The aspnet_iisapi.exe process runs as the windows user

The thread impersonates the aspnet_iisapi.exe process and runs as the
windows user. All resources are accessed with this thread.

Here, each request thread impersonates the logged on user as before. In
this case, since anonymous is off in IIS, the account of the user who logged
on (regardless of Basic, Digest, Integrated) will be impersonated by the
thread and resources are accessed using this account.

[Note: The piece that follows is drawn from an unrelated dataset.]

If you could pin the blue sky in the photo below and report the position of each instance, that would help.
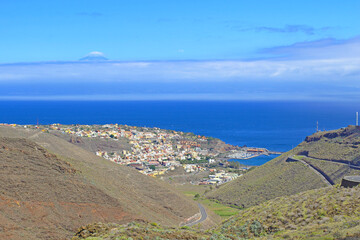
(301, 50)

The aspnet_wp.exe process runs as ASPNET as defined in the Machine.Config

Yes

Context.User.Identity.Name - Returns the aspnet_iisapi.exe process account
name.

Context.User.Identity will be the identity of the user who logged on. This
doesn't have to be a Windows account though. It can also be a FormsIdentity
for forms authentication. The thing to remember is that this is related to
the user who logged on to the website using an ASP.NET authentication
mechanism.

System.Security.Principle.WindowsIdentity.getcurrent().Name - Returns the
thread account name inside the aspnet_wp.exe process.

This is always the identity of the account that the current thread is
running under in any .NET code. It could be the process token account or an
impersonated account. In ASP.NET, this is directly related to the
impersonation setting in web.config.

These two will be the same WindowsIdentity IF IIS is configured for Windows
(Basic/Digest/Integrated) and anonymous is disabled AND you have enabled
impersonation in web.config.

If I have this right I will be very happy.

Sam

I hope this brings you happiness and no more confusion.

Joe K.

 

[sam]

Yes yes yes lots of happiness.
And yes I did mean aspnet_isapi.dll not .exe.
Thanks so much Joe.
The MVP's are the gods of the newsgroups. They know all and see all.